In this program, you will learn about more advanced attacks in the space of side-channel security: transient-execution attacks and fault attacks. In the first course. we will focus on transient execution (and speculative execution) and how it can introduce data (not meta-data!) leakage. We will use side channels to exfiltrate data and transmit it to an attacker-controlled application. We will learn about the most prominent of transient-execution attacks: Meltdown, Spectre, Foreshadow, and ZombieLoad. These attacks are so powerful that they can leak arbitrary secret data, including cryptographic keys, all without physical access. In a set of small exercises, you will implement some of these attacks. You will understand the connection between these attacks and side-channel attacks. You will gain deep understanding of the microarchitecture of modern processors, out-of-order execution pipelines, transient-execution attacks and potential mitigations against them.
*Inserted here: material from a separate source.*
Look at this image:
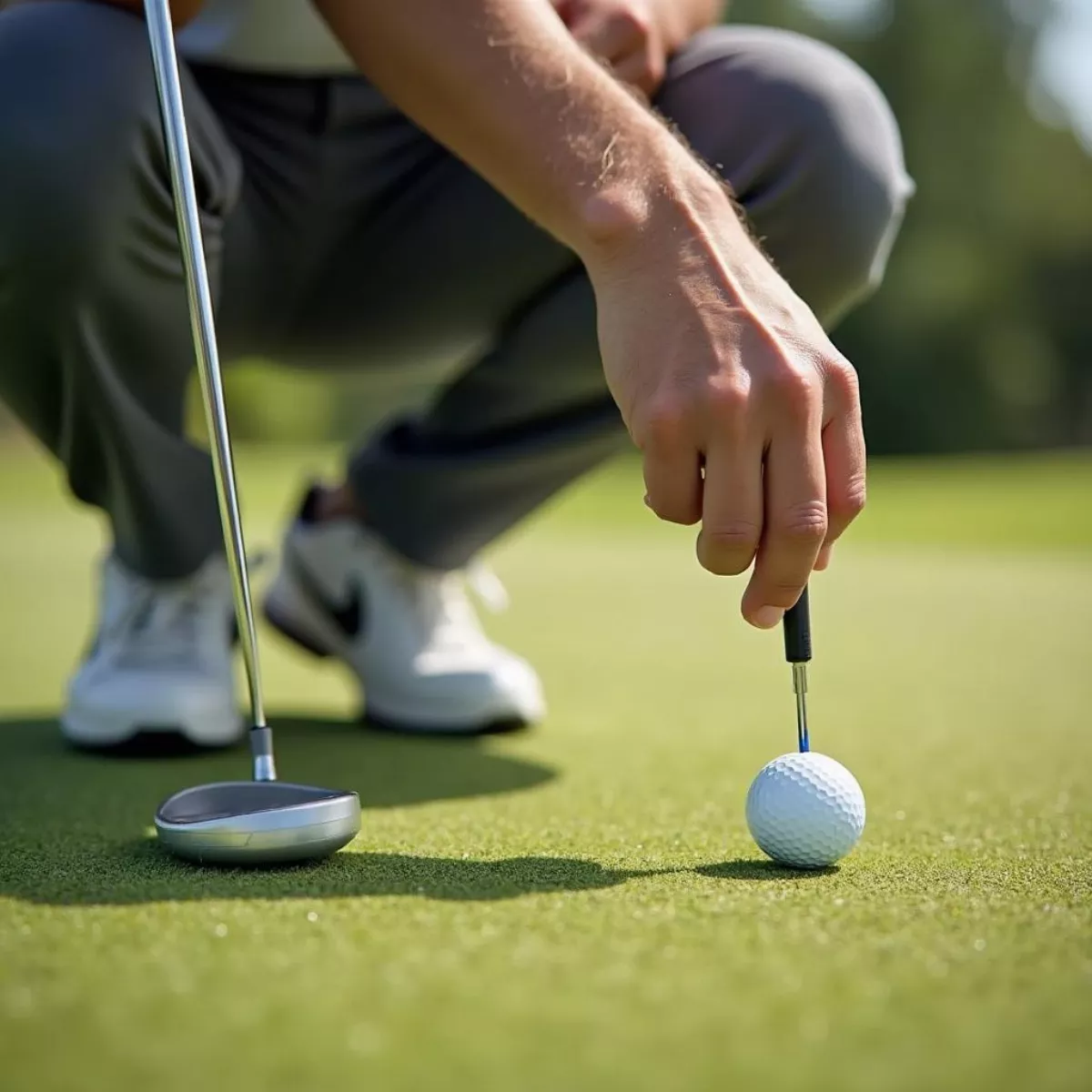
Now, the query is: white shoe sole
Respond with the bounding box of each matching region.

In the second course, we will then focus more on fault attacks, in particular Rowhammer and Plundervolt. These attacks go beyond leaking information but instead we will manipulate data. These fault injection mechanisms are triggered purely from software and allows us to manipulate control flow, secret keys, and system security mechanisms, to fully subvert systems and bring them under our control. You will understand how these attacks can be mounted, and how they can be mitigated to allow you to develop hardware and software resilient to transient-execution and fault attacks. As an advanced topic in this block, we will also mount software-based differential power analysis attacks (DPA), following a similar methodology as for the physical side-channel attacks, leaking cryptographic keys. Again we will disucss what the countermeasures against these attacks are.
In both courses, you will practically apply the acquired skills in simple exercises based on measurements you perform on your own computer or measurements we obtained from physical devices, that we provide to you. Both courses require programming skills (C, C++, Python). We will provide you with the knowledge required beyond these, including basics on operating systems, computer architecture, and hardware design.
Daniel Gruss is an internationally renowned expert in side-channel research and has written many seminal works in this field and presented them at renowned international conferences, especially on transient-execution attacks that affected the entire industry and defenses that have been implemented in all operating systems.